1977: Susie Bannon (Dakota Johnson, que vem descolando lindamente a sua carreira da série Cinquenta Tons de Cinza) é uma dançarina americana recém-chegada a Berlim, em pleno Outono, para se candidatar a uma vaga na Tanz. Uma completa desconhecida, mas uma sensação imediata: até a líder da companhia, a misteriosa Madame Blanc (Swinton), sente um comichão à sua presença. A entrada de Bannon em cena também coincide com um evento misterioso: o desaparecimento de Patricia (Chloë Grace Moretz), que até há pouco era a estrela em ascensão da Tanz.

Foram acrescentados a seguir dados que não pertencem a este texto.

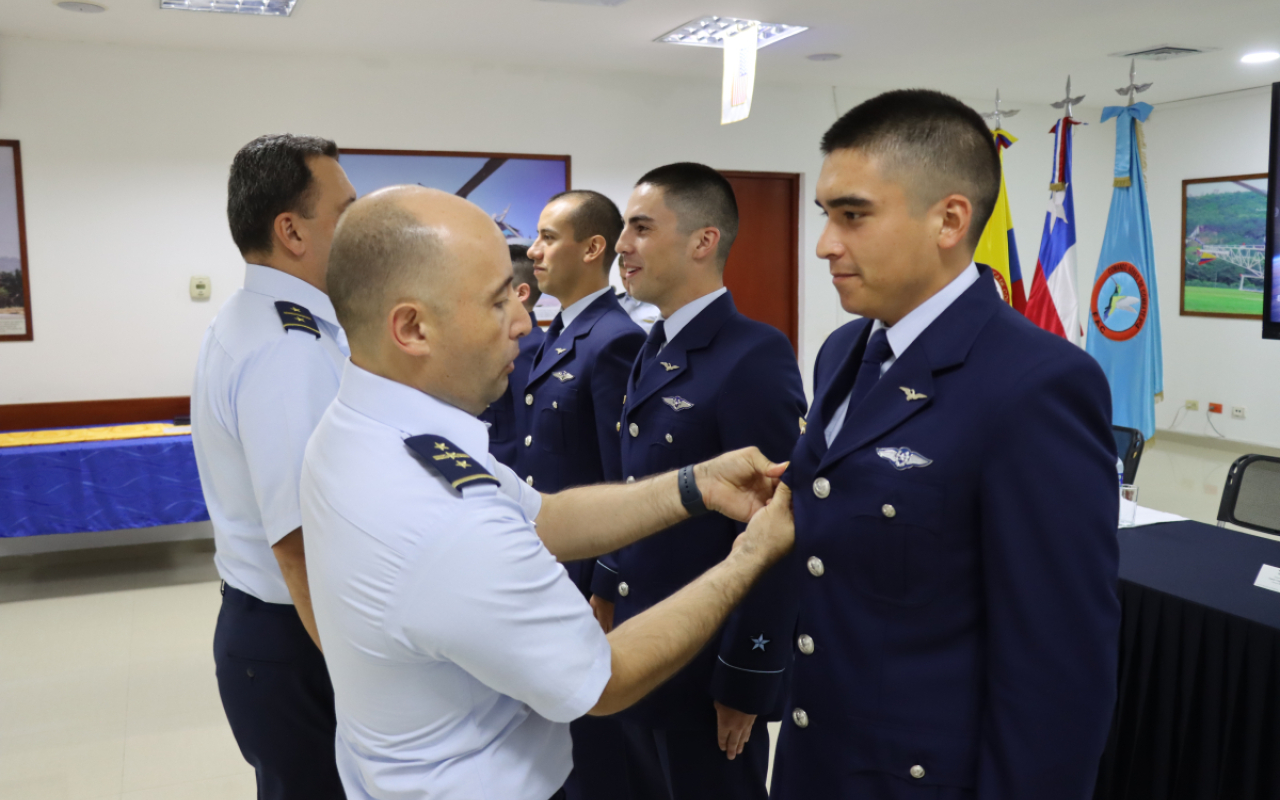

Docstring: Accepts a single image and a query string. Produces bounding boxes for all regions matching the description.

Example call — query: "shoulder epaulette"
[404,434,499,493]
[274,301,321,339]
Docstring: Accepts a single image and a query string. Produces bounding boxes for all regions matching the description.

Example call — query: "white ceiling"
[4,0,1280,106]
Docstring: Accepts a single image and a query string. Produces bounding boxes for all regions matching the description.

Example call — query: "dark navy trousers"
[214,584,345,800]
[615,719,769,800]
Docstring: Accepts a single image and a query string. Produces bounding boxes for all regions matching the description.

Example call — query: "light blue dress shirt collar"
[243,263,341,328]
[558,286,614,329]
[660,286,728,348]
[338,359,491,462]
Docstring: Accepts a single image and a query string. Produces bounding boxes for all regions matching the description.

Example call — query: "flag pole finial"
[1115,58,1153,106]
[1051,75,1086,118]
[981,89,1020,129]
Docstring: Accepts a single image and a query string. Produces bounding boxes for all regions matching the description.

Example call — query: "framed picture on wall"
[0,140,32,342]
[340,149,570,324]
[1181,173,1268,319]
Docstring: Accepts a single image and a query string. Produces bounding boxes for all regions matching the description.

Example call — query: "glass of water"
[1119,484,1139,528]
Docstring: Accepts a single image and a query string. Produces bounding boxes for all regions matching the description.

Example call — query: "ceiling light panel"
[657,17,808,49]
[160,0,296,16]
[1241,51,1280,64]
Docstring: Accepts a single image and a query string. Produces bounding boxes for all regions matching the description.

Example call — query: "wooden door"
[719,171,800,352]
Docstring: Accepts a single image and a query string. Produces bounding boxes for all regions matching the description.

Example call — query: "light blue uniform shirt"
[825,263,979,446]
[615,290,661,333]
[558,286,614,327]
[658,286,728,352]
[301,360,613,800]
[191,264,349,604]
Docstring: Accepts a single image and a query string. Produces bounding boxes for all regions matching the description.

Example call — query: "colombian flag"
[973,129,1027,312]
[1197,251,1217,266]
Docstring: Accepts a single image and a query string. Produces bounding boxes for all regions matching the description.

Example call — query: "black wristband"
[678,464,709,517]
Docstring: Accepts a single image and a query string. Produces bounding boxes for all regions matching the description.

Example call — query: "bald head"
[327,185,505,352]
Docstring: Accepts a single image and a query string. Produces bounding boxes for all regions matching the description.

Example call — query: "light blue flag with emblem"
[1085,102,1163,440]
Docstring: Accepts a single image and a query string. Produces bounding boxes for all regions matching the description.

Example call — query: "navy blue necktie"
[636,319,666,384]
[535,313,565,368]
[823,327,893,423]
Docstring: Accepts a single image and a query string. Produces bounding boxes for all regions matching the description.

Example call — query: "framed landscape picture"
[1181,173,1268,318]
[0,141,32,341]
[340,149,570,323]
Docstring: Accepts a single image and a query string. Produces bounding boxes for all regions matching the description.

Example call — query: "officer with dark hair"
[590,162,807,799]
[191,133,356,799]
[772,89,1119,800]
[480,243,545,468]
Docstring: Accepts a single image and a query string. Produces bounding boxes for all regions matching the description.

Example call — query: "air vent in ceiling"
[1113,45,1205,61]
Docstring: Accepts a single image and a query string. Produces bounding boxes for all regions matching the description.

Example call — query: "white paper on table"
[1129,504,1187,527]
[1254,564,1280,595]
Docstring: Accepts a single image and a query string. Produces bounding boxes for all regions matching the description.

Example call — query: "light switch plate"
[190,276,212,300]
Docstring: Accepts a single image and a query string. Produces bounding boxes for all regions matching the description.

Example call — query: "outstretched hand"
[695,447,788,523]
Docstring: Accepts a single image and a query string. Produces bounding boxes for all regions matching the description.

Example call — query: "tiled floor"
[0,433,1271,799]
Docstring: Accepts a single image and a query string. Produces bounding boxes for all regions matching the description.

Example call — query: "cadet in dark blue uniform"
[191,135,356,799]
[516,191,644,800]
[591,163,806,800]
[480,244,544,468]
[772,90,1120,800]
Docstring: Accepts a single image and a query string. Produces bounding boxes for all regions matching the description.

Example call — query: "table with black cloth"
[1096,520,1280,800]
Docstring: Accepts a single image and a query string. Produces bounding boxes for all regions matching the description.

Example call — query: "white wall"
[2,36,1272,447]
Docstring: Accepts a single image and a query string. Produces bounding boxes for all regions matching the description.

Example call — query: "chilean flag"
[1026,118,1083,344]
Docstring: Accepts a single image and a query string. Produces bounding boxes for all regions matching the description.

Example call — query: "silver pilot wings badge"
[663,396,694,412]
[552,371,575,383]
[876,446,933,471]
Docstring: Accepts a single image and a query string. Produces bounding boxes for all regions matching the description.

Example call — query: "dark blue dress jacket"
[591,291,807,729]
[516,291,645,595]
[772,269,1121,800]
[480,309,544,469]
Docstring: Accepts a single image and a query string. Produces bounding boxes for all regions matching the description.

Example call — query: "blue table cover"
[0,429,208,538]
[1119,520,1280,630]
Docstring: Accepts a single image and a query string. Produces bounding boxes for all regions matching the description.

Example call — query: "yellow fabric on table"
[0,423,192,448]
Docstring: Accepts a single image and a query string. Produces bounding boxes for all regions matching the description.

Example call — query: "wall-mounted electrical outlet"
[1232,406,1246,420]
[1185,400,1199,411]
[190,276,212,300]
[1209,402,1223,414]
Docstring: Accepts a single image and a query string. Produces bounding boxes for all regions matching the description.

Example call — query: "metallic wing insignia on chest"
[552,370,575,383]
[660,361,680,371]
[876,446,933,471]
[899,386,928,402]
[404,434,499,492]
[555,347,567,354]
[662,396,694,412]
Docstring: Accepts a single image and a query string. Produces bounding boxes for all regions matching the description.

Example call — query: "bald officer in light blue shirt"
[301,185,796,800]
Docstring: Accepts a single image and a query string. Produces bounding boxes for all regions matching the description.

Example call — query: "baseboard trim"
[0,396,190,432]
[1154,429,1280,459]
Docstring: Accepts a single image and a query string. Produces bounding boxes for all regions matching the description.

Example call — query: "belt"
[220,581,296,613]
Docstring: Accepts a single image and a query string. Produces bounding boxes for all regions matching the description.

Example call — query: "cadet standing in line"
[772,90,1119,800]
[299,184,796,800]
[480,243,544,468]
[590,163,807,800]
[516,190,644,800]
[191,134,355,799]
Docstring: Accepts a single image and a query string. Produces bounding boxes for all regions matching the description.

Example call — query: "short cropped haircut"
[510,243,541,305]
[327,200,446,347]
[821,90,1000,247]
[547,190,624,271]
[635,163,739,266]
[227,134,339,256]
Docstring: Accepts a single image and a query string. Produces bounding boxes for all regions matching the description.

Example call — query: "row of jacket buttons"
[811,478,896,518]
[789,709,925,779]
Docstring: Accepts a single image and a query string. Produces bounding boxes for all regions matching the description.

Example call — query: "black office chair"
[1216,454,1280,535]
[1112,425,1145,485]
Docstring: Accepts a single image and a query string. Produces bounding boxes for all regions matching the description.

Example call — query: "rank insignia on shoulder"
[274,301,320,339]
[660,361,680,372]
[552,370,575,383]
[799,416,808,435]
[404,434,499,492]
[899,386,928,402]
[876,446,933,471]
[662,396,694,412]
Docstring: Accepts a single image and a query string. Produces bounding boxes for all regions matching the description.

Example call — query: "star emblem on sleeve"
[750,634,770,651]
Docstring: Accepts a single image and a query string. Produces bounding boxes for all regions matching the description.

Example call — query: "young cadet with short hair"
[590,163,807,800]
[772,89,1119,800]
[191,134,356,799]
[480,243,544,468]
[515,190,645,800]
[300,185,796,800]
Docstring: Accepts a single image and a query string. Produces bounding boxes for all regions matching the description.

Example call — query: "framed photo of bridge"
[1181,173,1268,319]
[0,141,32,341]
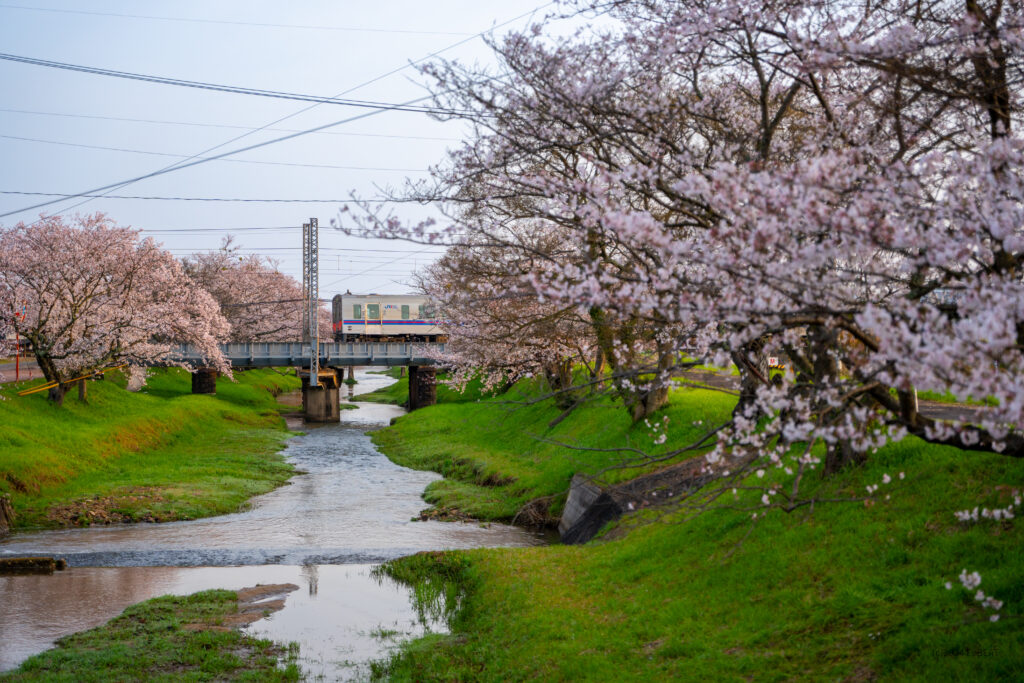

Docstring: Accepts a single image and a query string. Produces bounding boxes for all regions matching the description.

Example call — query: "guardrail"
[169,341,446,368]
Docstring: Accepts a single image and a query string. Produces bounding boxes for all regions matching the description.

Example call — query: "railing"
[169,342,446,368]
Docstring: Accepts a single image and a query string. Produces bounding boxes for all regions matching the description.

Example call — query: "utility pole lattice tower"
[302,217,319,386]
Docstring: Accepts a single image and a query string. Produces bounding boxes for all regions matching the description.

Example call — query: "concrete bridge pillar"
[302,370,340,423]
[191,367,218,394]
[408,365,437,411]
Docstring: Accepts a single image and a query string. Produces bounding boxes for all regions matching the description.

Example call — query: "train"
[331,294,446,342]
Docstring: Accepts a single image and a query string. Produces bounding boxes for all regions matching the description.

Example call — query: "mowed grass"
[0,589,300,682]
[372,382,1024,681]
[357,368,494,406]
[0,368,301,528]
[372,379,735,521]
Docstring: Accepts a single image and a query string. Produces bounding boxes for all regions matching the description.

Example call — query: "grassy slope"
[372,380,736,520]
[0,368,301,528]
[0,590,300,682]
[373,384,1024,681]
[357,368,493,406]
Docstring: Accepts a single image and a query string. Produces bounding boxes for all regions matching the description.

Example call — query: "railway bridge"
[170,341,445,422]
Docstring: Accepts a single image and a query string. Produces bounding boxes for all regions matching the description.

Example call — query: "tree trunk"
[629,383,670,423]
[590,347,606,381]
[544,360,578,410]
[588,305,668,422]
[732,337,770,420]
[824,439,866,475]
[626,339,674,423]
[31,350,69,406]
[48,383,67,406]
[802,323,869,476]
[78,379,87,403]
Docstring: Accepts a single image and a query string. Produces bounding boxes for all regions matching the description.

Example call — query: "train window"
[367,303,380,319]
[353,304,362,319]
[401,305,410,320]
[417,304,425,319]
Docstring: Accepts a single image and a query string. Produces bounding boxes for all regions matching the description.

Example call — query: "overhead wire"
[0,53,475,114]
[0,107,460,141]
[0,4,475,35]
[1,191,370,203]
[0,134,429,171]
[0,1,555,220]
[322,245,441,289]
[0,98,435,219]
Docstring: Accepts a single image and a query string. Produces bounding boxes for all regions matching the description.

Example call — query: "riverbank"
[1,587,301,681]
[372,379,735,523]
[356,367,492,406]
[1,370,542,678]
[0,368,300,530]
[372,380,1024,681]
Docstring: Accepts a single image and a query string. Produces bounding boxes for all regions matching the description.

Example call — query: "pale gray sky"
[0,1,555,296]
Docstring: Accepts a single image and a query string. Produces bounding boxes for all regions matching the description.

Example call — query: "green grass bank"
[371,379,735,522]
[0,589,300,682]
[0,367,301,529]
[371,380,1024,681]
[357,368,493,406]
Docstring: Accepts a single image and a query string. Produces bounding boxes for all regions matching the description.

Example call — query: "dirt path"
[677,370,984,423]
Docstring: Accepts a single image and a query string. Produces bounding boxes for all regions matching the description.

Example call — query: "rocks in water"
[0,556,68,574]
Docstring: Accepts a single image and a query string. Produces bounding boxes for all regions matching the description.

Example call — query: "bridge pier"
[191,367,218,394]
[301,370,340,423]
[408,365,436,411]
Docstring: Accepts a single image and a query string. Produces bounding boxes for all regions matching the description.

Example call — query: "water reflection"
[0,369,542,675]
[1,374,542,567]
[0,564,441,681]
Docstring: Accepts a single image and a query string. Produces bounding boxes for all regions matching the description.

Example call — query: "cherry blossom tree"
[0,214,230,404]
[182,237,331,342]
[346,0,1024,486]
[415,230,598,409]
[546,0,1024,473]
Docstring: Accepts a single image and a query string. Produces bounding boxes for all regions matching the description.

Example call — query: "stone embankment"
[558,458,717,544]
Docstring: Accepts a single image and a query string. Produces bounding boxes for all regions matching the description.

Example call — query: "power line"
[323,246,440,289]
[0,190,364,203]
[176,246,440,255]
[0,97,435,219]
[0,133,428,172]
[4,1,554,220]
[0,52,469,115]
[0,107,460,141]
[0,4,475,36]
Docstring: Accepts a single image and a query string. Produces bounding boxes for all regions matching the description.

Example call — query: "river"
[0,369,545,680]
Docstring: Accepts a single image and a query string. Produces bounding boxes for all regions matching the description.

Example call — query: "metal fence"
[169,342,446,368]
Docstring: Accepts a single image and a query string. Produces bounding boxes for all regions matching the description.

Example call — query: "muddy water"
[0,369,544,678]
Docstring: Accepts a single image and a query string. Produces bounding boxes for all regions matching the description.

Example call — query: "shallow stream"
[0,370,544,679]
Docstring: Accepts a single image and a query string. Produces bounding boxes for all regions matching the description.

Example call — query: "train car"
[331,293,445,342]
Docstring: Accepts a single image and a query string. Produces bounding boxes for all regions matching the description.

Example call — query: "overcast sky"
[0,1,555,297]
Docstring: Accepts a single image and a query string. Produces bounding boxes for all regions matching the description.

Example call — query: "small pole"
[15,338,20,382]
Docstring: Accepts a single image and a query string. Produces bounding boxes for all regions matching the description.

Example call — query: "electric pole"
[302,218,319,387]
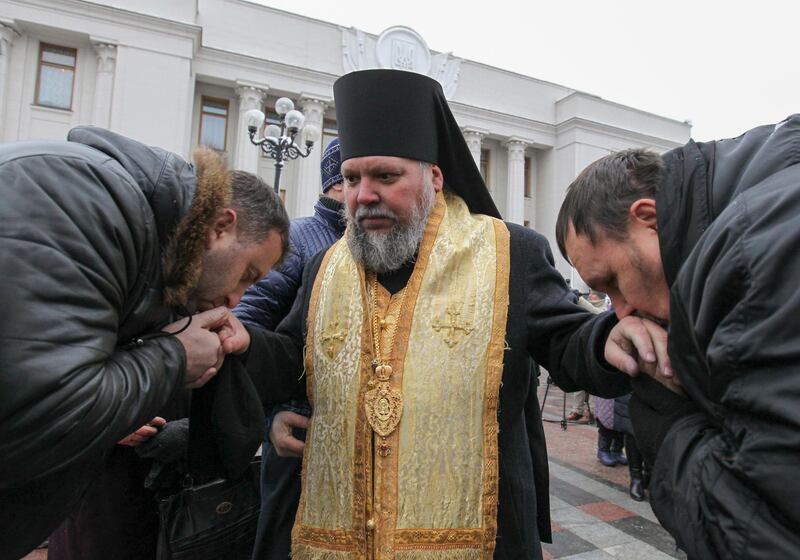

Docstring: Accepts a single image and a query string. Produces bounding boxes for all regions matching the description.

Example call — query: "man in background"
[235,138,346,560]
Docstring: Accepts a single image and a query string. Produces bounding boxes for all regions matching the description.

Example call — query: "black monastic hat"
[333,69,501,219]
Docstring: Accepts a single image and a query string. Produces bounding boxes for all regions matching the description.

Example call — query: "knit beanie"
[321,137,343,192]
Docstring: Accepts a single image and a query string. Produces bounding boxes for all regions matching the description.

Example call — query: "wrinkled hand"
[639,362,684,395]
[164,310,225,389]
[207,308,251,355]
[606,317,683,395]
[118,416,166,447]
[269,411,309,458]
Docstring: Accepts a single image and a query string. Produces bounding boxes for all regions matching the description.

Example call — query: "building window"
[480,148,491,189]
[35,43,77,110]
[524,156,532,198]
[199,97,230,151]
[321,116,339,153]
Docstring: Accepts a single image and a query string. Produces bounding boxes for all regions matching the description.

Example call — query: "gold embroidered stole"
[294,192,510,560]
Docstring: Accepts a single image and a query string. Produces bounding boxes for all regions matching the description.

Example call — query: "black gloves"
[629,374,698,465]
[135,418,189,464]
[136,418,190,491]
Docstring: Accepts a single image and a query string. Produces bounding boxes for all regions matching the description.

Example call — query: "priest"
[227,69,658,560]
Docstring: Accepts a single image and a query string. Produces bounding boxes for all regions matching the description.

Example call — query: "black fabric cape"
[333,69,500,219]
[244,222,628,559]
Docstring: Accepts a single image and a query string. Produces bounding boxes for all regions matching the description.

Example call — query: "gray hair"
[344,161,435,273]
[555,148,663,261]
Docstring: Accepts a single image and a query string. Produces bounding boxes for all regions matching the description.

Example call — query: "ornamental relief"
[341,25,462,99]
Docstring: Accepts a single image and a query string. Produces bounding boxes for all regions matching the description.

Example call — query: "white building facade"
[0,0,691,276]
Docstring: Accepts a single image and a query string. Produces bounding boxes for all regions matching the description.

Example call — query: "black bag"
[157,459,261,560]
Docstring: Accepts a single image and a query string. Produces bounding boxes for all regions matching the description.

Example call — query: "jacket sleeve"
[650,178,800,558]
[0,152,186,488]
[514,226,630,397]
[242,251,325,405]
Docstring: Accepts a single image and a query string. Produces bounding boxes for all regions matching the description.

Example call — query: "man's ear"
[629,198,658,231]
[430,164,444,192]
[207,208,238,246]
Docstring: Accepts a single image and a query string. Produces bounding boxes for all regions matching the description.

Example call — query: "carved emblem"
[376,26,430,74]
[391,38,416,70]
[341,25,463,98]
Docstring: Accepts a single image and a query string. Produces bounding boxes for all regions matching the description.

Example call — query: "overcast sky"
[253,0,798,142]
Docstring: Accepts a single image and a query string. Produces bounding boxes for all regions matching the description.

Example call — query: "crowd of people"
[1,68,797,560]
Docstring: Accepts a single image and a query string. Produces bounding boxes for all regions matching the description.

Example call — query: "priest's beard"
[345,179,436,274]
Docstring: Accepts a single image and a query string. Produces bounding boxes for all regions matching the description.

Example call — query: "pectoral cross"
[321,321,345,358]
[432,305,473,348]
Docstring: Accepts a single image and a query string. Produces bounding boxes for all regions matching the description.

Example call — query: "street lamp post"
[245,97,321,194]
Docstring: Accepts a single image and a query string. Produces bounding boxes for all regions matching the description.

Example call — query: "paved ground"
[21,379,685,560]
[538,377,686,560]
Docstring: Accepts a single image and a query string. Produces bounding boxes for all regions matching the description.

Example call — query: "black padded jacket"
[651,115,800,558]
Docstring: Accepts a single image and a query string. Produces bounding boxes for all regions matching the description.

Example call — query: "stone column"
[292,96,328,218]
[462,127,486,170]
[91,40,117,128]
[503,138,527,225]
[0,21,20,133]
[234,84,267,175]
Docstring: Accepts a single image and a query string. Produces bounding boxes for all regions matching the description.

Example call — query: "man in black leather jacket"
[0,127,289,560]
[556,115,800,559]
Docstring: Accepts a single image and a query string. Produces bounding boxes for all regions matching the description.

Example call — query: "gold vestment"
[293,192,510,560]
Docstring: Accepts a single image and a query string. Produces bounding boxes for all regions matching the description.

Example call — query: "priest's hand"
[605,316,683,395]
[270,411,309,458]
[207,307,251,355]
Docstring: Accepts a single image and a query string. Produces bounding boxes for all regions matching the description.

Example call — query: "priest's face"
[342,156,443,273]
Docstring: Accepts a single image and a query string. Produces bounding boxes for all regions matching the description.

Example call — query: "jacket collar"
[67,127,231,311]
[161,148,230,309]
[656,140,712,287]
[314,195,347,236]
[657,115,800,287]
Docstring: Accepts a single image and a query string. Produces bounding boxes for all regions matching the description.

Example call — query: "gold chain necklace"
[364,273,407,456]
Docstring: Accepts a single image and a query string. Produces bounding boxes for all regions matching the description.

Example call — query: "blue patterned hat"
[320,138,343,192]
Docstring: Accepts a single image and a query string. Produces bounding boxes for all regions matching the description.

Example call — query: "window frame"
[480,148,491,189]
[198,95,231,152]
[524,155,532,198]
[34,42,78,111]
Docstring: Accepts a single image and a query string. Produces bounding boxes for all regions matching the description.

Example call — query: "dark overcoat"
[244,222,629,559]
[650,115,800,558]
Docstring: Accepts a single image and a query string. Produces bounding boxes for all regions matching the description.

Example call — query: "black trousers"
[251,440,302,560]
[48,446,159,560]
[0,456,100,560]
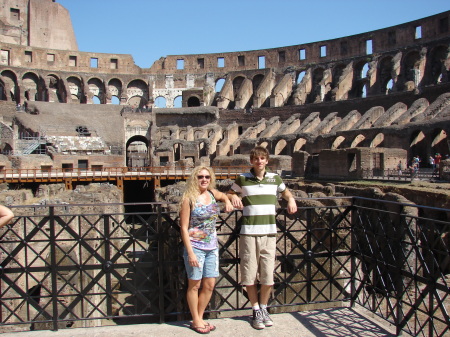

Mais situações estranhas acontecem – uma outra dançarina desaparece; certo dia, por uma fresta, veem-se dois homens em estado de transe, enquanto duas das simpáticas senhoras que gerenciam o estabelecimento brincam com eles (ambos nus), usando coisas como o que parece ser um gancho gigante de pesca –, mas Susie não se abala. Pelo contrário: ela deseja ardentemente estar ali. Só Sara (Mia Goth, de Ninfomaníaca), a colega de dança que mais se afeiçoa a Susie, parece ficar incomodada com o estado de coisas, algo que a colocará diretamente no caminho das sinistras e glamourosas donas da festa.

ECOS DE FASSBINDER E SIMPLESMENTE TILDA

Aliás, como o Suspiria de 2019 é um show de glamour: das imponentes atrizes que recheiam o elenco (as veteranas europeias Renée Soutendijk, de Sem Controle [1980], Angela Winkler, de O Tambor [1979], e a fassbinderiana Ingrid Caven) à estética elegante, que recria à perfeição o clima de decadência e paranoia, mas também de efervescência e experimentação, da Berlim do Baader-Meinhof, de David Bowie e do Novo Cinema Alemão, Suspiria é uma festa para os olhos.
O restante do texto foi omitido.